By HTUN KHAING | FRONTIER
THE MYANMAR Football Federation has been accused of breaching rules set by governing body FIFA as the fallout continues over the decision by Myanmar National League to expel Nay Pyi Taw FC in mid-season for not paying its players.
Nay Pyi Taw FC was expelled by the MNL at an emergency committee meeting on September 12. At the same time, the federation ruled that clubs scheduled to play Nay Pyi Taw in the remaining rounds would be given a 3-0 win and awarded three points. However, the MNL – which is run by the Myanmar Football Federation – said results will stand from games that have already been played against Nay Pyi Taw FC.
Even the coach of the team that has benefited the most from the decision is upset. The MFF had “better not do that. They must follow the FIFA rules,” Yadanarbon FC coach Mr René Desaeyere told reporters on September 30. The 70-year-old Belgian was speaking after the Bogyoke Aung San Shield semi-final between Yadanarbon and Yangon United FC at Thuwanna Stadium in Yangon, a match that ended in a draw.
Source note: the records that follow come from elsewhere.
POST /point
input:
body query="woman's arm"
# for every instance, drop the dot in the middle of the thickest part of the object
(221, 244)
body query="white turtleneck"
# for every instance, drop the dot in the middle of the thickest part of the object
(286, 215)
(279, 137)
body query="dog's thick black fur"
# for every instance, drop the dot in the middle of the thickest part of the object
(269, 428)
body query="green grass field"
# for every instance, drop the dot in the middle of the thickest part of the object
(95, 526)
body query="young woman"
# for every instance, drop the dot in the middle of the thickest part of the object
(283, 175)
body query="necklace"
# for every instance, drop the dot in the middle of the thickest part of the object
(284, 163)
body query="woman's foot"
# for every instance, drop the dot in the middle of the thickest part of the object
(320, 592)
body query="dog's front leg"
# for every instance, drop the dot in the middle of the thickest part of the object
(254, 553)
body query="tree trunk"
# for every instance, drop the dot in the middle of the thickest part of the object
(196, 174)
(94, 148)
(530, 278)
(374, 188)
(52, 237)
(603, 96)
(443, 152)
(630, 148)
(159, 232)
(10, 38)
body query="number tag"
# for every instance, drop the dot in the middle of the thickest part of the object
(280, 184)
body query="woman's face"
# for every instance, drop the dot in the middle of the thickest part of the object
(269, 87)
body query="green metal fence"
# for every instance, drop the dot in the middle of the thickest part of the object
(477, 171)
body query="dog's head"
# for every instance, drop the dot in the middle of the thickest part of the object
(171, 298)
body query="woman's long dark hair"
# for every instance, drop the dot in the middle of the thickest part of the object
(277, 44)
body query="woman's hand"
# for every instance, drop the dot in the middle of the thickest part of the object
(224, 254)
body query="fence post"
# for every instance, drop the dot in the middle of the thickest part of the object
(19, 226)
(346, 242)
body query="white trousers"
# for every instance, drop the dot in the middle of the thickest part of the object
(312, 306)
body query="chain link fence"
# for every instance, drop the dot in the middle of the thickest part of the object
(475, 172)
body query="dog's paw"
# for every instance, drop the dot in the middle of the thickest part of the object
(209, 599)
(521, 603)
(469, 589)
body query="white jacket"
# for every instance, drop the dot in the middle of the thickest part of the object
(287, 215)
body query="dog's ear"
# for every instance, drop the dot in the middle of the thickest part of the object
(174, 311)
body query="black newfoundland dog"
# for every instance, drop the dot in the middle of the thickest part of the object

If a club resigned from a tournament in an international competition, all its results for the season would be declared null and void, he said. The MNL solved the problem its way and its decision has implications for determining the championship this year.
The decision has implications at both the top and bottom of the table, Desaeyere noted. As a result, GFA FC – a team representing Chin State that was promoted along with Nay Pyi Taw to the top league for the 2017 season from the MNL’s second-tier competition – can no longer escape relegation.
As of early October, GFA had only 10 points after playing 18 matches and was battling with Hantharwady United FC to avoid going back down to MNL-2. While GFA has already played Nay Pyi Taw twice, Hantharwady collected an automatic three points on October 14, when it was scheduled to have played Nay Pyi Taw.
As a result of those three points, GFA will not be able to catch Hantharwady United, even if the Chin team won all of its remaining games.
“Because of this decision, GFA doesn’t want to play anymore,” Desaeyere said.
GFA was so upset at the MFF decision its players refused to show for a scheduled game against Yadanarbon at Aung San Stadium in Yangon on September 19. The Chin club subsequently sent a letter to the league seeking permission to quit with immediate effect, but it eventually agreed to a request from the league’s governing body to see out the season.
KB Siang Cung Lian, the general manager of GFA, told Frontier on October 12 that the Nay Pyi Taw decision was the club’s main complaint.
“We don’t get any advantage from it, because we have already played Nay Pyi Taw. We don’t think it is fair,” he said. “But we want to run our club so we decided to accept the league’s offer [to continue].”
The decision to award points to teams due to have played Nay Pyi Taw has also left some clubs crying foul because they say it has unfairly ended their championship hopes.
As of October 13, Shan United, Yangon United and Yadanarbon were the leading contenders for the championship. Shan United topped the ladder on 45 points, followed by Yangon United (43) and Yadanarbon (41), although the Mandalay club had a game in hand.
The MFF points decision and GFA’s certain relegation from the competition has put Yadanarbon in a strong position to take the championship. Of its four remaining matches, two were to be played against Nay Pyi Taw and GFA, which now has little to play for.
Yangon United, the most successful club in the MNL, will pick up three points and three goals on October 22, when it was due to play Nay Pyi Taw.
The biggest loser is Shan United, because it has already played Nay Pyi Taw and GFA.
The ladder-leading team defeated Nay Pyi Taw in both matches and had a win and a draw against GFA.
Shan United coach U Soe Myat Min, a former national team captain, was quietly critical of the MFF’s points decision, saying he would have preferred a better plan.
The points decision and the draw for the rest of the season have put Shan United at an unfair disadvantage, a situation acknowledged by Soe Myat Min, who said the side would have to struggle harder than its rivals for the championship.
Shan United closes the season with a tough match schedule, with up to five games, including MNL and knock-out encounters.
However, its closest rivals, Yangon United and Yadanarbon, will both be able to skip a match – and earn easy points – because they were due to play Nay Pyi Taw.
Shan United also has some travelling to do in the coming weeks, with matches in Taunggyi, Mandalay and Yangon. The team will have to travel about 2,900 kilometres (1,800 miles) in barely two weeks.
The situation confronting the team had made it heavy-hearted, said Soe Myat Min.
“We hope there will be no problems like this next season,” he said.